A group of Boko Haram
gunmen arrived in Akwada, 10 kilometres from Chibok, late Saturday and torched
homes after looting food supplies.
Boko Haram jihadists killed
two soldiers and razed a village adjoining the northeast Nigerian town of
Chibok where the group kidnapped more than 200 schoolgirls two years ago,
residents said Sunday.
The Nigerian army meanwhile said it had retaken some villages
from the Islamist group in the Lake Chad region in operations on Friday and
Saturday and “rescued” 85 people, including women and children. It also claimed
nearly 40 Islamists were killed in other operations.
The attack came just hours
after the army said it had rescued one of the missing Chibok schoolgirls with
her 10-month-old baby near the Cameroon border. “Boko Haram gunmen attacked the
village around 7:30 pm. They fired indiscriminately and hurled explosives,”
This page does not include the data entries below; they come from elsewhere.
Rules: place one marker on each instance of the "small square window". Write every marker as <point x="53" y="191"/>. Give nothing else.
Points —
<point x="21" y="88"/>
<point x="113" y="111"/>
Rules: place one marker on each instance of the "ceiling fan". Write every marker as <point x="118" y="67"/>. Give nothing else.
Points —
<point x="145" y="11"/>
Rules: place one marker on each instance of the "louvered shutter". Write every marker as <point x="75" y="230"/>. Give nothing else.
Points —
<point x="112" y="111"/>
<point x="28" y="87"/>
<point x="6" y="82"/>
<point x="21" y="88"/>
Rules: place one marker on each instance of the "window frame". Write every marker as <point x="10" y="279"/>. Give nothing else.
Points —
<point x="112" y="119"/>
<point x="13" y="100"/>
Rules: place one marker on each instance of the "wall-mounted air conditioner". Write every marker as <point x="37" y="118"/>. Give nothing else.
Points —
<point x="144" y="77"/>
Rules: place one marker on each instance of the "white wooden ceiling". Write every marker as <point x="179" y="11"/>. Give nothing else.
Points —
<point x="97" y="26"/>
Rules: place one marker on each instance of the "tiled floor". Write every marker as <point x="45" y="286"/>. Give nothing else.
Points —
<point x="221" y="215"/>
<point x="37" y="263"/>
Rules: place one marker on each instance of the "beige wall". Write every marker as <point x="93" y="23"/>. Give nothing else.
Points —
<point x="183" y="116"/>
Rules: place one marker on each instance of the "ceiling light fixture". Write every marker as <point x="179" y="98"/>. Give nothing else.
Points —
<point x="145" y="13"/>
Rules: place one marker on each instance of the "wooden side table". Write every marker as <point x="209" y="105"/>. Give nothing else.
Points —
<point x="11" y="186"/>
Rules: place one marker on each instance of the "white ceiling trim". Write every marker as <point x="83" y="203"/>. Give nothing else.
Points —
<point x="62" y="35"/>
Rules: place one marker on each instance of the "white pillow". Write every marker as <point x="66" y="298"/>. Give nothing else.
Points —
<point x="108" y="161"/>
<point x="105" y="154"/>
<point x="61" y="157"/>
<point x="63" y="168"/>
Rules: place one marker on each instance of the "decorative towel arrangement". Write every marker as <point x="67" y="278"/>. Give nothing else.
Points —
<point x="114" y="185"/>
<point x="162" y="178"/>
resident Bitrus John told AFP.
“They killed two soldiers
and injured another one in gunfight,” he said. Troops patrolling the area
engaged the Islamists in a shootout, allowing residents to flee the village
unhurt, said John. Soldiers had deployed in the village following incessant
attacks in the area in recent months. “The village has been entirely burnt,
there is nothing left apart from burnt rubble of our mud houses,” said Bulus
Samson.
The attack underscores the
continued threat of Boko Haram in Nigeria’s volatile northeast, where the
military is battling for control despite making gains against the insurgents
over the past year. It came two weeks after similar raids on two nearby villages
where the Islamists looted and burnt homes.
The Nigerian army said on
Sunday it had rescued 85 people held by Boko Haram in villages around Lake
Chad. Army spokesman Sani Usman said in a statement that five insurgents and a
soldier were killed and that weapons had also been recovered. Usman said 37
Boko Haram fighters were killed in another operation in four villages in the
south of Borno state, the epicentre of the Islamist uprising.
He said a local vigilante
died and five soldiers were wounded during the operation. Boko Haram’s
seven-year insurgency in Nigeria’s predominantly-Muslim north has claimed at
least 20,000 lives and made more than 2.6 million homeless. Nigerian troops
with the help of neighbouring countries have recaptured swathes of territory
from Boko Haram since early 2015, but the extremists have carried out sporadic
attacks on remote villages in the restive region.